While investing in bonds is not promising in a high interest rate environment, over the long term having exposure to investment-grade bonds is considered less risky and ideal for portfolio diversification.

Investors also can generate income via bond investments.

7. Fidelity Blue Chip Growth (MUTF:FBGRX)

Another Fidelity fund in our list, Fidelity Blue Chip Growth (MUTF:FBGRX) gives investors exposure to well-established and well-capitalized companies in the US stock market. Some of the top holdings of the fund include Apple Inc. (NASDAQ:AAPL), NVIDIA Corporation (NASDAQ:NVDA) and Tesla Tesla, Inc. (NASDAQ:TSLA).

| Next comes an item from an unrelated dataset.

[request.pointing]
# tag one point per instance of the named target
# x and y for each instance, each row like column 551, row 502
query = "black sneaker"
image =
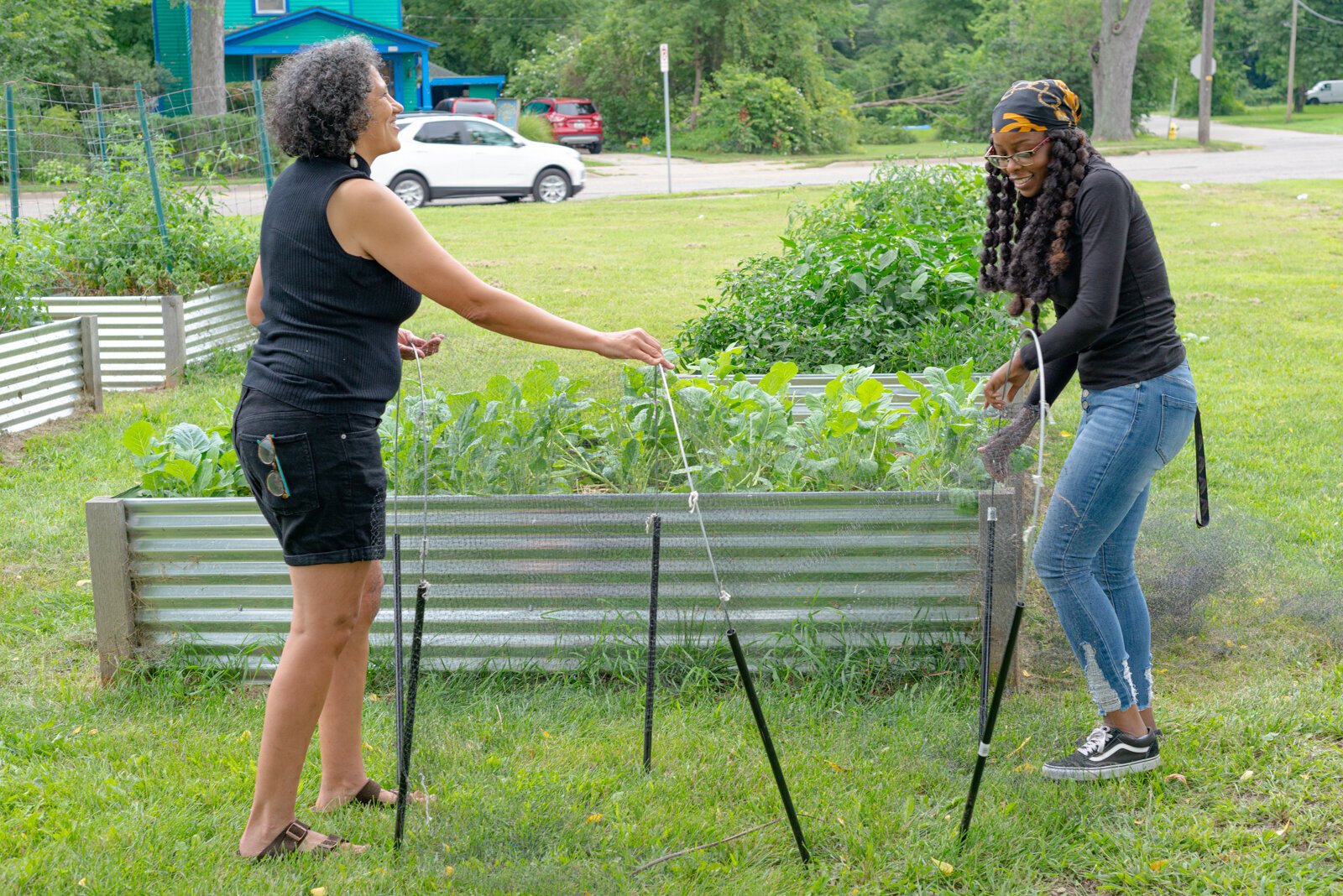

Tesla, Inc. (NASDAQ:TSLA) stock is up about 127% year to date.

As of the end of the second quarter of 2023, 79 hedge funds out of the 910 funds tracked by Insider Monkey reported owning stakes in Tesla, Inc. (NASDAQ:TSLA). The biggest stakeholder of Tesla, Inc. (NASDAQ:TSLA) was

Catherine D. Wood’s ARK Investment Management which owns a $1.3 billion stake in Tesla, Inc. (NASDAQ:TSLA).

Fidelity Blue Chip Growth (MUTF:FBGRX) is up about 47% over the past 5 years.

6. ProShares UltraPro QQQ (NASDAQ:TQQQ)

ProShares UltraPro QQQ (NASDAQ:TQQQ) fund tracks daily investment results, before fees and expenses, that correspond to three times (3x) the daily performance of the Nasdaq-100 Index. ProShares UltraPro QQQ (NASDAQ:TQQQ) has exposure to technology, consumer staples, consumer discretionary, communication services and several other sectors.

ProShares UltraPro QQQ (NASDAQ:TQQQ) is up about 119% over the past five years.